December 16, 2015
Missouri Department of Insurance names new captive manager
Program continues to thrive with more than $5 billion in premium volume
Jefferson City, Mo. - The Missouri Department of Insurance has appointed John Talley as its new Captive Program Manager. Talley brings with him almost 25 years of insurance regulatory experience, most recently as the Chief of Captive Insurance Operations for the New Jersey Department of Banking and Insurance.
"I am very pleased to welcome John to our Missouri team," said John M. Huff, director of the Missouri Department of Insurance. "As Missouri's captive market continues to grow, finding someone with his captive insurance and regulatory experience was imperative. John's expertise will pay huge dividends as Missouri looks to widen its competitive and technical edge in the captive market."
Talley began his insurance regulatory career as an examiner with the Alaska Division of Insurance in 1991 before taking an examiner position with the New Hampshire Insurance Department where he worked until 2011. Since then, his work has been instrumental in the development of New Jersey's very sound captive insurance program. Talley will work closely with John Rehagen, the director of the Division of Insurance Company and Captive Regulation and Missouri's first captive program manager, to provide the sound and consistent regulatory approach necessary for continued growth of Missouri's captive insurance program.

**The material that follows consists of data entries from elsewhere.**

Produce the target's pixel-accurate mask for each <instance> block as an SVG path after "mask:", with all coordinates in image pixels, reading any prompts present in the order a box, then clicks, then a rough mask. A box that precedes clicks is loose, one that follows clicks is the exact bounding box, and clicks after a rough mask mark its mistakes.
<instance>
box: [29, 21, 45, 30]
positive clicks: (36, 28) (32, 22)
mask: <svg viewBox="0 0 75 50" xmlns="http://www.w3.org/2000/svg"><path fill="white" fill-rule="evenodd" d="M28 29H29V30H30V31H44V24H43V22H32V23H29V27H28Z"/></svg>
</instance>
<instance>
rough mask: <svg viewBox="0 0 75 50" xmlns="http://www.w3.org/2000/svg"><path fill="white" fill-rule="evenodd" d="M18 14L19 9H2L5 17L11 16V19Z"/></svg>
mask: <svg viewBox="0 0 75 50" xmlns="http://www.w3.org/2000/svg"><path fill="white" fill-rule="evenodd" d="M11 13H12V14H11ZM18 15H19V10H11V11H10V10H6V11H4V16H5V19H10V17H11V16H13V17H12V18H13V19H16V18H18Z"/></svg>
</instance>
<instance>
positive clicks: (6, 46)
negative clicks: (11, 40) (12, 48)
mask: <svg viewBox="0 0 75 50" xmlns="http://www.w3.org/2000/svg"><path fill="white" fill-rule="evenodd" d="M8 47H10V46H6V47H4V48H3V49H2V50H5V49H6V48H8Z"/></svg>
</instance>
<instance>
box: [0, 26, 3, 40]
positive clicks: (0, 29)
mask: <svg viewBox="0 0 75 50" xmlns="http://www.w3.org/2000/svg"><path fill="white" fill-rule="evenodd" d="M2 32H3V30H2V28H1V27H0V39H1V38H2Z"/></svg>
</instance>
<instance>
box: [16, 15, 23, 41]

Missouri began allowing captive formation in 2007 and had just three licensed captives before Gov. Jay Nixon signed House Bill 577 in 2009, simplifying the process of moving offshore captive operations to Missouri. This legislation made it more attractive for companies to set up captive operations here and made it easier for companies to bring their captive operations to Missouri.
In May 2013, Gov. Nixon continued to strengthen Missouri's captive market by signing Senate Bill 287. The bill, allows the formation of sponsored captive insurance companies in Missouri which may establish and maintain one or more incorporated protected cells. The bill also recognizes varying sizes of captive entities by lowering the minimum of capital and surplus requirements for an association captive insurance company from $750,000 to $500,000.
Today, 50 captives operate in Missouri, writing more than $5 billion in premium. Captive Insurance also contributes to the state's economy by bringing higher-paying support jobs, including lawyers, CPAs, actuaries, consultants and a captive industry association.